Tutelas Coletivas


Escritório da Cidadania entrega registros às associações da região

Publicado em 2/4/2018

Na manhã do dia 29 de março, foi realizada a entrega dos registros que regularizam o trabalho da associação Coletivo Azul – Pessoas Autistas, de Pinheiral; e do Centro de Candomblé Le Axé Odé Ogum Olonã Olá, de Barra Mansa. A documentação feita pelo projeto Tutela Coletiva, do Escritório da Cidadania, no campus José Vinciprova, é o primeiro passo para garantia dos direitos legais de cada uma das instituições.

O projeto surgiu com o objetivo de atender às necessidades das comunidades do terceiro setor. “A legalização abre portas, em breve eles terão também o Cadastro Nacional da Pessoa Jurídica (CNPJ)”, destacou o professor responsável pelo Escritório da Cidadania, Dario Aragão.

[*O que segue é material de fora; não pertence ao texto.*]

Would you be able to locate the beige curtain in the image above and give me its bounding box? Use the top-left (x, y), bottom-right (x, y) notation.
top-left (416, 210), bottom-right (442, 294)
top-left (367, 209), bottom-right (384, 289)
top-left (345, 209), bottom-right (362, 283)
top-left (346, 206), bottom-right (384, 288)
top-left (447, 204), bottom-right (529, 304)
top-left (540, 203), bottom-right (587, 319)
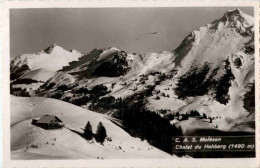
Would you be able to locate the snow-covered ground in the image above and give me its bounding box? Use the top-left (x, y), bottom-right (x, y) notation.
top-left (11, 96), bottom-right (174, 159)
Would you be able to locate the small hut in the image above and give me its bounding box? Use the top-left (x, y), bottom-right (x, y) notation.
top-left (32, 114), bottom-right (64, 129)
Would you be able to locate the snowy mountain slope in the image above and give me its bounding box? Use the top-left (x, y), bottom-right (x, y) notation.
top-left (11, 44), bottom-right (82, 73)
top-left (173, 9), bottom-right (254, 74)
top-left (19, 68), bottom-right (56, 82)
top-left (11, 96), bottom-right (172, 159)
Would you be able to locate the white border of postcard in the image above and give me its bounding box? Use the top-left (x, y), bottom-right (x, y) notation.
top-left (1, 0), bottom-right (260, 168)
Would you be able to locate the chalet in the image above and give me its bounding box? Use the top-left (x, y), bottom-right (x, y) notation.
top-left (32, 115), bottom-right (64, 129)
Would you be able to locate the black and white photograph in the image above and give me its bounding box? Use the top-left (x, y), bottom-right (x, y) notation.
top-left (3, 0), bottom-right (259, 167)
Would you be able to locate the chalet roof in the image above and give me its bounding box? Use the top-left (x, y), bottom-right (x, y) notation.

O ‘Tutelas Coletivas’ existe há 10 anos e, atualmente, atende a 12 instituições, dentre elas grupos religiosos, portadores de doenças graves e minorias de gênero.  

A ideia central do projeto é criar maior participação do cidadão na gestão social. “Volta Redonda é carente de projetos assim”, pontuou o professor Augusto Felipe de Souza Leão, do curso Ciências Contábeis, que acrescentou:

- A proposta também é ensiná-los a fazer lançamentos contábeis e gestão financeira das instituições, com ajuda dos alunos de Direito e de Ciências Contábeis.

De acordo com o professor Dario Aragão, um dos fundadores do projeto Tutelas Coletivas, a experiência tem agregado conhecimento técnico e humano aos alunos dos cursos de Contábeis, Administração e Direito. 

- Ao realizarem esses atendimentos, os acadêmicos acabam tendo a prática profissional e crescem também como seres humanos, pois lidam com exemplos de intolerância, preconceitos, exclusão social, questões que estão presentes todo o tempo em nosso dia a dia.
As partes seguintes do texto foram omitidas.